Microsoft could always have the google queries come from the user's computer, and integrate the results on the user's computer before displaying it. This would be impossible to block with IP address, but may be blockable with some sort of query heuristic. I'd think this could be done with Java or ActiveX pretty easily (I'm more of an embedded programmer...)

Re:customer-provided IP addresses. (0)

Anonymous Coward | more than 9 years ago | (#10791000)

But they're not using Java (at least in Firefox) and I don't imagine they're using ActiveX in IE.

ISRAEL POISONED ARAFAT (-1, Troll)

Anonymous Coward | more than 9 years ago | (#10790808)

Well looks like this mothercukginf bitch jjust got FIRST POST HOMIES YEAH YEAH TRIPLE P

Re:ISRAEL POISONED ARAFAT (-1, Offtopic)

Anonymous Coward | more than 9 years ago | (#10790843)

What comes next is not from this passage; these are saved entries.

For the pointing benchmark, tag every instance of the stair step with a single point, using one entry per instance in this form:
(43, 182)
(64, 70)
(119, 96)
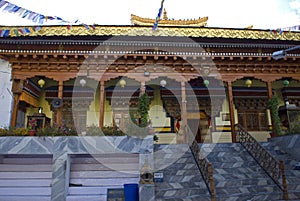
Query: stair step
(24, 198)
(87, 197)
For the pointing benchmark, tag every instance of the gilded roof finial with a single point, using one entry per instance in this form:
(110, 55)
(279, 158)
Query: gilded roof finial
(165, 17)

actually, no, you did not get FP. garcia [slashdot.org] did, as usual.

GARCIA OWNZ TR0LL4G3!

You don't say! (1, Funny)

xerocube (815443) | more than 9 years ago | (#10790821)

You mean M$ is searching through somebody else's stuff? Well... I'll be damned...

Re:You don't say! (-1, Troll)

Anonymous Coward | more than 9 years ago | (#10790885)

Sort of like how Linus searched through SCO property.

Re:You don't say! (1, Funny)

Anonymous Coward | more than 9 years ago | (#10790969)

They're not searching Google's porn links fast enough.

Does it violate Google's Terms of Service (4, Insightful)

winkydink (650484) | more than 9 years ago | (#10790824)

If so, they have legal remedies.

If not, it's called doing business and gaining an advantage any legitimate way that you can.

I think the interesting bit is in the conclusion. If MS is using this to establish a baseline, they can benchmark their spider against Google's over time.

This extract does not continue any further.